Après trois ans passés avec les rebelles, Aria et sa cousine ont décidé de s'échapper et ont élaboré un plan. «Nous avons eu une réunion, nous avons décidé que si nous restions, ils nous tueraient, si nous courrions, ils nous tueraient.» Ils ont prétendu sortir du camp pour chercher de l'eau. Aucun des autres membres du groupe n'a soupçonné leur plan. Ils ont marché pendant des heures pour rentrer chez eux. Les heures sont devenues des jours et après deux jours entiers, ils sont finalement revenus dans leur vieux village. Ils sont arrivés pour ne trouver que des maisons vides. Les gens s'étaient échappés pendant la guerre et beaucoup s'étaient installés en ville. Leur communauté d'origine a été complètement abandonnée. «Quand nous sommes rentrés chez nous et que nous n’avions trouvé personne, nous pensions être des orphelins. Partir de rien et seul était vraiment difficile pour nous.
Les deux cousins ont décidé de rester dans l’espoir de retrouver leur famille et leurs amis. Après un certain temps, à la joie d’Aria et de sa cousine, les gens ont commencé à revenir dans les villages. Mais le bonheur qu'Aria et sa cousine ont ressenti en voyant des visages familiers n'était pas réciproque. Beaucoup de membres de la communauté étaient sceptiques à leur égard. Aria explique comment les gens choisissaient souvent de ne pas la dépasser dans la rue et la contournaient pour éviter de lui parler. Les enfants lui ont dit que leurs familles parleraient d'elle et de son cousin. Ils diraient qu'ils étaient «les femmes de tous les hommes» du groupe rebelle. «J'étais contente d'être de retour chez moi», a déclaré Aria, «et j'ai essayé d'être acceptée, mais les gens avaient peur; ils n'ont pas répondu quand nous les avons salués.

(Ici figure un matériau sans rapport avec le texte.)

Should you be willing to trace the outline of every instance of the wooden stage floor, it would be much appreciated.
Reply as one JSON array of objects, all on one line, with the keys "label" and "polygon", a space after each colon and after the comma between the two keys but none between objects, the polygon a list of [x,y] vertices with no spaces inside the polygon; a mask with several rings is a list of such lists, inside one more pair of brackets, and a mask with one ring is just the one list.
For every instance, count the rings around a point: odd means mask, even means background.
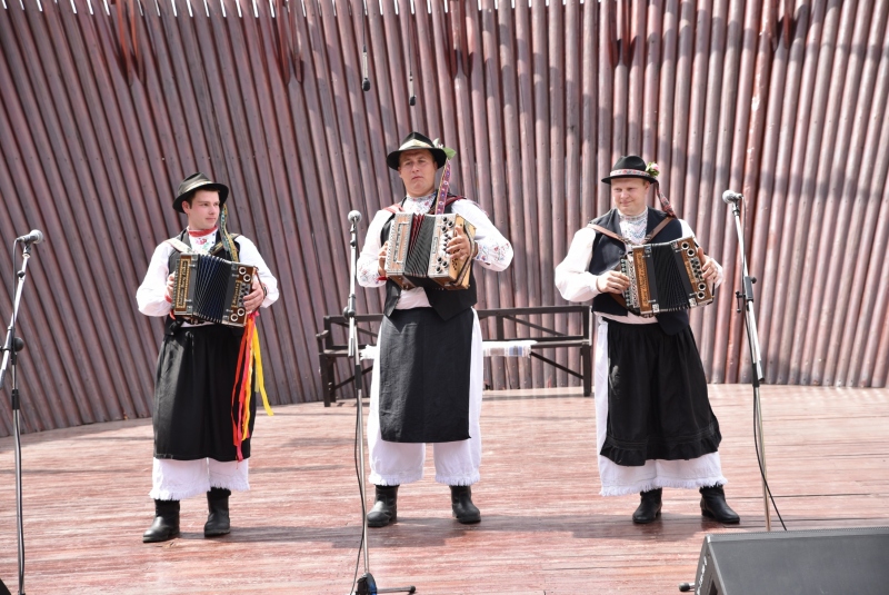
[{"label": "wooden stage floor", "polygon": [[[487,393],[473,488],[481,524],[451,518],[428,453],[426,477],[401,488],[399,523],[370,532],[371,574],[381,588],[422,595],[678,593],[695,579],[705,535],[765,530],[752,389],[715,385],[711,401],[739,526],[702,519],[697,492],[678,489],[665,490],[660,520],[635,526],[638,496],[598,495],[592,398]],[[766,386],[762,408],[789,529],[889,525],[889,390]],[[166,544],[141,542],[153,515],[150,420],[24,435],[24,592],[349,593],[361,532],[354,403],[274,414],[257,420],[252,489],[231,498],[231,534],[204,539],[206,503],[193,498],[182,503],[181,537]],[[12,447],[0,439],[0,578],[14,594]]]}]

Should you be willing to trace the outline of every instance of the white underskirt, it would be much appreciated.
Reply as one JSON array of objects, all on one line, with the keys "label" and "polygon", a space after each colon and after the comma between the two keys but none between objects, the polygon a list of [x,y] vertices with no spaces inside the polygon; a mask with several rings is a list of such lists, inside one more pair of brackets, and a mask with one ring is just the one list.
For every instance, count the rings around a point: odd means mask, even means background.
[{"label": "white underskirt", "polygon": [[[608,323],[598,317],[596,339],[596,452],[602,452],[608,430]],[[626,467],[598,455],[602,496],[626,496],[657,489],[678,487],[697,489],[725,485],[719,453],[689,460],[647,460],[641,467]]]}]

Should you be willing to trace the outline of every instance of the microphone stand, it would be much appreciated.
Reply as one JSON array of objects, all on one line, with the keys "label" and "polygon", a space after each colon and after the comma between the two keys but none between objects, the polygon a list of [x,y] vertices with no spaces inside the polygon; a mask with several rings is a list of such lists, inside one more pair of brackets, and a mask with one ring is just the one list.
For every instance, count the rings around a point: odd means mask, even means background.
[{"label": "microphone stand", "polygon": [[358,349],[358,331],[356,329],[356,307],[354,307],[354,280],[358,275],[358,221],[361,220],[361,214],[351,211],[349,214],[349,221],[351,228],[349,234],[351,239],[351,270],[349,275],[349,301],[342,310],[342,315],[349,320],[349,357],[354,361],[354,388],[356,400],[358,403],[356,414],[356,437],[358,440],[358,483],[361,492],[361,545],[359,548],[363,549],[364,554],[364,574],[358,578],[354,591],[349,595],[377,595],[378,593],[414,593],[417,588],[411,585],[408,587],[397,588],[379,588],[373,575],[370,574],[370,563],[368,562],[368,514],[367,514],[367,494],[364,490],[364,416],[362,399],[362,378],[361,378],[361,354]]},{"label": "microphone stand", "polygon": [[731,202],[732,214],[735,215],[735,227],[738,230],[738,248],[741,254],[741,291],[736,291],[735,297],[738,299],[737,313],[741,311],[743,307],[745,325],[747,326],[747,343],[750,346],[750,360],[752,365],[753,378],[753,424],[756,426],[757,438],[755,446],[757,447],[757,455],[759,456],[759,470],[762,475],[762,500],[766,505],[766,530],[771,530],[771,513],[769,510],[769,485],[766,477],[766,444],[762,436],[762,408],[759,399],[759,386],[765,376],[762,375],[762,359],[759,350],[759,337],[757,335],[757,319],[753,314],[753,284],[757,282],[756,277],[750,277],[747,270],[747,256],[743,248],[743,229],[741,228],[739,206],[740,196],[738,198],[728,199]]},{"label": "microphone stand", "polygon": [[[17,240],[18,242],[18,240]],[[24,595],[24,532],[22,529],[22,513],[21,513],[21,442],[20,442],[20,429],[19,429],[19,410],[20,410],[20,399],[19,399],[19,387],[18,380],[16,378],[16,364],[18,360],[18,356],[16,355],[17,351],[21,351],[24,348],[24,341],[18,337],[16,337],[16,318],[19,315],[19,304],[21,303],[21,292],[24,287],[24,279],[26,279],[26,270],[28,269],[28,260],[31,257],[31,244],[26,241],[24,248],[22,248],[22,262],[21,262],[21,270],[16,274],[18,278],[18,286],[16,288],[16,298],[12,303],[12,318],[9,323],[9,328],[7,330],[7,338],[3,341],[3,347],[0,350],[3,351],[3,363],[0,365],[0,387],[3,386],[3,378],[6,376],[6,371],[8,366],[11,366],[12,370],[12,434],[16,439],[16,519],[17,519],[17,535],[19,542],[19,595]],[[14,256],[13,256],[13,268],[14,268]]]}]

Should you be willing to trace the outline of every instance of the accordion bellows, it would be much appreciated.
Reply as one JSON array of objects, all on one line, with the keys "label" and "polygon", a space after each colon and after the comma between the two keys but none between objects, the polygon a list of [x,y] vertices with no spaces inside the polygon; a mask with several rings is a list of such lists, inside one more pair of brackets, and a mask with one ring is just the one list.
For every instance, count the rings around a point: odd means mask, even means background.
[{"label": "accordion bellows", "polygon": [[396,214],[389,229],[386,276],[403,289],[467,289],[472,259],[451,258],[446,250],[458,227],[472,240],[475,226],[459,215]]},{"label": "accordion bellows", "polygon": [[201,254],[180,254],[176,262],[173,316],[242,327],[243,298],[257,268]]},{"label": "accordion bellows", "polygon": [[628,246],[619,267],[630,278],[630,287],[623,291],[625,305],[638,316],[686,310],[713,301],[692,237]]}]

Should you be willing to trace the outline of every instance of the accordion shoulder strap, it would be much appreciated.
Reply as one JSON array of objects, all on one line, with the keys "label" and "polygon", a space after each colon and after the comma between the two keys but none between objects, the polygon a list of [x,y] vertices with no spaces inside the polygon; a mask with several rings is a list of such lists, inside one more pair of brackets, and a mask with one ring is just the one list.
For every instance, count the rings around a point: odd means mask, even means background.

Toute une année après s'être échappé du mouvement rebelle, une mère de famille et des frères et sœurs d'Aria se sont rendus compte de l'endroit où se trouvaient les filles. Ils s'étaient également installés dans la ville, fuyant les attaques des rebelles et la guerre. Quand ils ont appris que les filles étaient revenues, ils les ont fait venir.
Aria et sa cousine ont finalement été réunies avec leur famille et ont déménagé en ville pour être avec elles. En ville, les choses sont devenues plus faciles. Les gens ne la connaissaient pas, pas plus que son passé. Et Aria se tut. Elle a réussi à échapper non seulement aux rebelles, mais aussi à la stigmatisation vécue dans sa communauté d'origine. Sa cousine est restée dans leur village et Aria revient encore de temps en temps pour vérifier les terres de sa famille. Les choses vont mieux maintenant.
Aujourd'hui, seuls sa famille et son mari connaissent le passé d'Aria. Elle a réussi à garder son passé pour elle-même et elle espère le garder pour toujours.